Scandale d’État : l’ex-patron des Stups François Thierry condamné à une tape sur les doigts pour 7 tonnes de cannabis en plein Paris 16e – Une justice à deux vitesses qui pue la corruption

Pendant que des milliers de Français croupissent en prison pour des délits mineurs, que les dealers de rue pourrissent nos quartiers et que les parents de banlieue voient leurs enfants sacrifiés sur l’autel du trafic, l’ancien patron de l’OCRTIS (Office central pour la répression du trafic illicite de stupéfiants), François Thierry, s’en sort avec une condamnation dérisoire. Sept tonnes de résine de cannabis découvertes en 2015 boulevard Exelmans, dans le très chic 16e arrondissement de Paris : une affaire hors norme qui aurait dû faire exploser la République. Au lieu de cela, c’est la preuve accablante d’une pourriture au sommet de l’État.

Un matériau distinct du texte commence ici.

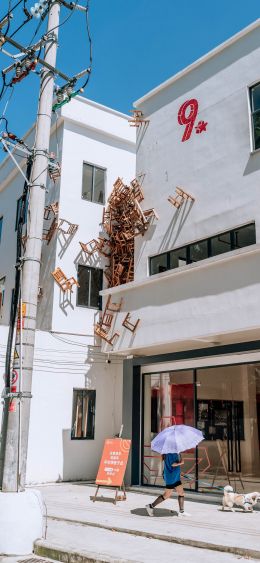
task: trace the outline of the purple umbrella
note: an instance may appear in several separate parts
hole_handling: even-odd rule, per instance
[[[165,428],[151,443],[151,449],[159,454],[179,454],[195,448],[204,436],[200,430],[186,424],[175,424]]]

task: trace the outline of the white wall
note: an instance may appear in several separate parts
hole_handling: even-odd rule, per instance
[[[0,376],[7,328],[0,327]],[[37,331],[31,400],[29,483],[94,479],[105,438],[122,422],[122,364],[86,337]],[[94,440],[71,440],[73,388],[96,389]],[[0,405],[0,419],[2,405]]]
[[[79,225],[68,247],[57,237],[56,267],[68,277],[77,277],[78,264],[104,268],[99,256],[86,259],[79,241],[88,242],[101,234],[103,205],[82,199],[83,162],[106,169],[106,199],[118,176],[130,182],[135,176],[135,132],[127,118],[92,102],[73,101],[64,106],[64,137],[59,216]],[[105,280],[104,280],[105,281]],[[77,290],[67,300],[54,286],[53,329],[93,334],[98,312],[76,306]]]
[[[259,328],[260,152],[250,152],[247,101],[248,85],[260,80],[259,41],[258,22],[244,38],[137,104],[149,119],[137,139],[137,170],[146,174],[142,207],[154,207],[159,220],[135,239],[135,282],[129,290],[113,290],[115,300],[124,299],[115,350],[159,351],[178,340],[221,340],[224,333]],[[178,110],[192,98],[199,103],[196,123],[204,120],[207,130],[181,142]],[[167,198],[176,186],[195,202],[173,207]],[[258,246],[148,278],[150,256],[252,221]],[[140,318],[134,335],[121,325],[128,311],[133,322]]]
[[[59,217],[79,225],[75,236],[64,244],[57,233],[49,245],[43,242],[35,360],[31,401],[27,483],[60,479],[94,479],[105,438],[120,430],[122,422],[122,360],[101,353],[93,324],[99,311],[76,306],[76,289],[64,296],[51,272],[61,267],[77,277],[78,263],[104,267],[99,258],[86,258],[79,241],[100,234],[103,206],[81,198],[83,162],[107,169],[106,197],[118,176],[126,182],[135,176],[135,131],[127,117],[93,102],[74,99],[61,111],[60,126],[53,131],[51,150],[62,164],[61,178],[49,182],[46,204],[59,200]],[[4,215],[0,244],[0,277],[7,276],[4,317],[0,326],[0,374],[14,284],[16,205],[23,181],[10,181],[7,161],[0,168],[6,187],[0,192],[0,215]],[[2,187],[5,186],[2,184]],[[1,323],[0,323],[1,324]],[[94,440],[71,440],[73,388],[96,389]],[[2,407],[1,407],[2,408]]]

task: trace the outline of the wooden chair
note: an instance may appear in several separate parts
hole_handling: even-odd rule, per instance
[[[50,203],[50,205],[47,205],[44,208],[44,219],[45,219],[45,221],[48,221],[52,215],[57,217],[58,213],[59,213],[59,202],[54,201],[53,203]]]
[[[70,223],[67,219],[59,219],[57,229],[64,235],[74,235],[78,230],[79,226],[75,223]]]
[[[181,207],[181,205],[184,202],[184,199],[182,197],[176,196],[173,197],[172,195],[169,195],[168,197],[168,201],[174,206],[176,207],[176,209],[179,209]]]
[[[123,322],[122,322],[122,326],[124,326],[125,328],[127,328],[127,330],[130,330],[131,332],[135,332],[135,330],[137,329],[139,323],[140,323],[140,319],[137,319],[136,323],[133,324],[130,322],[130,313],[127,313],[126,317],[124,318]]]
[[[100,325],[111,328],[114,315],[113,313],[105,312],[101,318]]]
[[[124,272],[124,269],[125,268],[124,268],[123,264],[117,264],[117,266],[115,267],[114,272],[113,272],[113,279],[112,279],[113,286],[120,285],[121,276]]]
[[[241,487],[244,490],[244,483],[242,480],[242,473],[241,471],[229,471],[228,469],[228,449],[227,449],[227,443],[223,442],[223,440],[216,440],[216,445],[218,448],[218,453],[219,453],[219,462],[217,465],[217,469],[212,481],[212,487],[214,486],[214,483],[216,481],[216,478],[218,476],[219,473],[219,469],[222,466],[222,468],[224,469],[224,472],[226,474],[227,480],[229,482],[229,485],[231,485],[231,480],[236,482],[236,479],[238,479],[240,481]]]
[[[98,241],[95,238],[93,238],[89,242],[80,242],[79,244],[83,252],[85,252],[85,254],[87,254],[88,256],[92,256],[92,254],[94,254],[94,252],[98,250]]]
[[[152,209],[146,209],[146,210],[144,211],[144,216],[145,216],[145,218],[148,219],[148,220],[149,220],[149,219],[153,219],[153,217],[155,217],[155,219],[159,219],[159,215],[158,215],[158,213],[156,213],[156,211],[155,211],[154,208],[152,208]]]
[[[168,201],[177,209],[181,207],[185,200],[195,201],[194,197],[188,192],[185,192],[182,188],[175,188],[176,195],[169,195]]]
[[[143,112],[139,109],[131,109],[130,112],[133,114],[131,119],[128,119],[130,127],[140,127],[142,124],[149,123],[148,119],[144,119]]]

Condamné à un an de prison avec sursis pour complicité dans l’acheminement de cette drogue massive, sans inscription au casier judiciaire, et qui trouve encore le culot de faire appel de cette décision déjà scandaleusement légère ! Honte. Dégoût. Colère légitime du peuple français face à cette justice de classe qui protège les siens.

Des réseaux d’influence qui gangrènent police et justice

Comment un homme chargé de traquer les narcotrafiquants peut-il se retrouver au cœur d’une opération d’une telle ampleur ? Des fourgonnettes bourrées de cannabis stationnées en plein cœur du Paris bourgeois, sous le nez – ou avec la bienveillance – des autorités. François Thierry, indic de luxe, manipulations, faux-semblants : l’affaire sent la compromission à plein nez. Police, magistrature, trafiquants puissants orbitant dans les mêmes sphères de pouvoir et de corruption. 

Rien n’est moins sûr que la présence de réseaux parallèles, dont la franc-maçonnerie a souvent été pointée du doigt dans ce genre d’affaires opaques où l’entre-soi protège l’entre-soi. Des hauts fonctionnaires qui jouent sur tous les tableaux, qui « gèrent » des indics devenus partenaires commerciaux, qui facilitent l’importation tout en prétendant la combattre. C’est le Système dans toute sa splendeur : une oligarchie intouchable qui méprise le peuple et ses souffrances quotidiennes liées à l’insécurité et à la drogue qui ravage les classes populaires.

Le procès à Bordeaux a tourné à la mascarade. Une peine symbolique, du sursis, pas de casier : de quoi dormir sur ses deux oreilles pour un homme qui a dirigé la lutte anti-stups. Pendant ce temps, le petit dealer ou le consommateur lambda prend des années fermes. Deux justices : celle des puissants et celle du peuple. 

Assez de cette République pourrie !

Cette affaire n’est pas un accident. Elle révèle l’existence de réseaux d’influence qui transcendent les institutions officielles, où policiers d’élite, magistrats et grands trafiquants partagent les mêmes salons, les mêmes protections et les mêmes intérêts. La légèreté de la condamnation et l’appel de Thierry sont une insulte supplémentaire à la nation. 

La France est devenue une plaque tournante du trafic international précisément parce que l’État profond ferme les yeux – ou participe – quand il s’agit des gros poissons. Pendant que l’on criminalise les patriotes qui dénoncent la dissolution nationale et l’insécurité, on protège ceux qui importent par tonnes la came qui détruit notre jeunesse.

Il est temps d’une émancipation nationale réelle : transparence totale sur ces affaires, purge des réseaux maçonniques et d’influence au sein de la police et de la justice, priorité à la protection du peuple contre les poisons du trafic. Les Français méritent une justice impitoyable pour les élites corrompues et une souveraineté retrouvée sur leur territoire.

Ce scandale Exelmans-Thierry n’est pas une exception. C’est le symptôme d’un régime en décomposition. Le peuple doit se réveiller et exiger des comptes. La nation avant les réseaux. La vérité avant l’omerta.